# Total War: Rome II - Eure Settings



## schmiddi2106 (5. September 2013)

Hallo !

Also ich muss sagen, dass Rome II bei mir echt dreckig läuft. Spiele jetzt auf Niedrig bis Mittel und es ruckelt immernoch und läuft einfach schlecht. Die GPU Auslastung liegt nur bei rund 20-30%.

Welche Erfahrungen habt ihr bis jetzt gemacht ?

Grüße Schmiddi


----------



## Rindfleisch3 (5. September 2013)

hab alles auf ultra und kann mich eigentlich nicht beschweren.

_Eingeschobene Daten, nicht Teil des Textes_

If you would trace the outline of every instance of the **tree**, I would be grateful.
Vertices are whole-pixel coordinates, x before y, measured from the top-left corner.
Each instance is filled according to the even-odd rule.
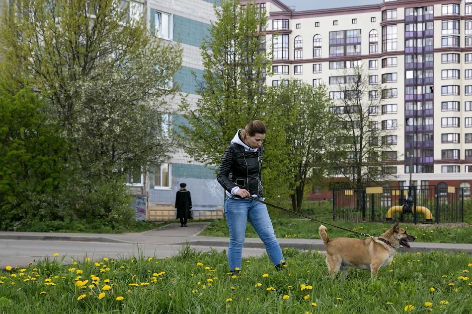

Grafikfehler habe ich noch keine erfahren und von rucklern sehe ich auch nichts..

heisst aber nicht, dass das spiel trotzdem total verbugt ist und ich unzufrieden bin.  Habe also eher ein problem mit dem gameplay als mit der grafik..


----------



## schmiddi2106 (5. September 2013)

Wenn ich eine Runde beende hab ich ca. 10 fps ! Und das auf diesen niedrigen Einstellungen... Und wenn ich normal meine Züge mache, dann so um die 40-50 fps. Vsync ignoriert das Spiel konsequent komplett


----------



## Teutonnen (5. September 2013)

Ich hab eigentlich immer um die 35 FPS, alles auf "hoch" und die Auflösung auf 2304*1296.


----------



## Rindfleisch3 (5. September 2013)

ja bist nicht der einzige leider...es gibt genug leute mit dem selben problem. Liegt also nicht an deinem pc.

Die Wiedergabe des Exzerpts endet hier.